In the fairness setting, the paper introduces a Bias Exposure Index, or BEI, to rank modules by group-conditioned differences in module influence. It reports that disparities often concentrate in a small number of high-BEI modules, frequently containing known proxies or socio-economic attributes. The proposed interventions include attenuating high-BEI modules, regularising their attributions, reweighting training, or targeting data augmentation.
This is practically interesting because it reflects how bias usually survives compliance theatre. Removing an explicit sensitive variable does not remove the surrounding proxy ecology. A postcode-like variable, education field, employment category, and transaction pattern may collectively encode a protected attribute without any one field looking guilty enough to be fired. A module-level view can expose the cluster. The model, alas, has no respect for your column deletion ceremony.
The paper’s fairness dashboard is therefore more valuable as a diagnostic interface than as a mitigation recipe. It can rank modules, show confidence intervals, compare pre/post-intervention disparity, and annotate accuracy changes. But any real deployment would still require domain review, legal interpretation, and interventional validation. MoI can tell you which part of the model’s explanation graph looks suspicious. It cannot decide whether that suspicion is legally or ethically dispositive.

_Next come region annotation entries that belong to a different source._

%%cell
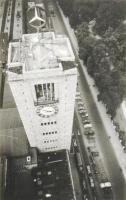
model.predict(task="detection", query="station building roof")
[6,150,75,200]
[8,32,75,74]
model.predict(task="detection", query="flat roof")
[6,150,74,200]
[8,32,75,72]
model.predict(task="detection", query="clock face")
[36,105,58,117]
[40,106,55,116]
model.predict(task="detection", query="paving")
[56,2,126,200]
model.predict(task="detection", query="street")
[54,1,126,200]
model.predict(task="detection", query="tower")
[8,32,77,152]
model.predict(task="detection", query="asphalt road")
[79,66,126,200]
[51,1,126,200]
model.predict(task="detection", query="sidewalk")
[59,3,126,180]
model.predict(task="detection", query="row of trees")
[59,0,126,117]
[76,22,126,117]
[58,0,126,35]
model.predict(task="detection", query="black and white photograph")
[0,0,126,200]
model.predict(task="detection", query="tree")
[95,1,126,35]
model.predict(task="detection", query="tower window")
[35,83,55,101]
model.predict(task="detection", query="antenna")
[28,5,46,35]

The compression result is quietly important
One of the more business-relevant findings is not the flashiest. The paper reports that module-aggregated features can preserve predictive performance while reducing dimensionality. In one reported parsimony table, replacing raw attribution features with module features reduces dimensionality from $d=128$ to $K=18$, reduces parameters from 45,200 to 9,030, and lowers inference time from 2.8 ms to 1.3 ms, while AUROC changes from 0.912 to 0.909.
| Representation | Dimension | AUROC | Parameters | Inference time |
|---|---|---|---|---|
| Raw attributions $\Phi$ | $d=128$ | 0.912 | 45,200 | 2.8 ms |
| Module features $\Psi$ | $K=18$ | 0.909 | 9,030 | 1.3 ms |
The article-worthy point is not the specific millisecond saving. In most enterprise systems, the larger cost is not this individual inference call. The bigger value is auditability.
A model explained through 18 module features is easier to inspect than one explained through 128 individual attribution channels. It is easier to compare across cohorts. It is easier to monitor for drift. It is easier to assign to domain owners. The compression is not just computational; it is organisational.
That said, compression is not universally benign. The paper notes that high-redundancy modules are more compressible, while low-redundancy modules may be interaction-heavy and less suitable for pruning or aggregation. This is exactly the kind of distinction governance teams need. A redundant module may indicate interchangeable proxies; an interaction-heavy module may indicate brittle behaviour that should be studied rather than compressed away.
Stability is the audit gate, not an appendix chore
The most mature part of the paper is its insistence on stability.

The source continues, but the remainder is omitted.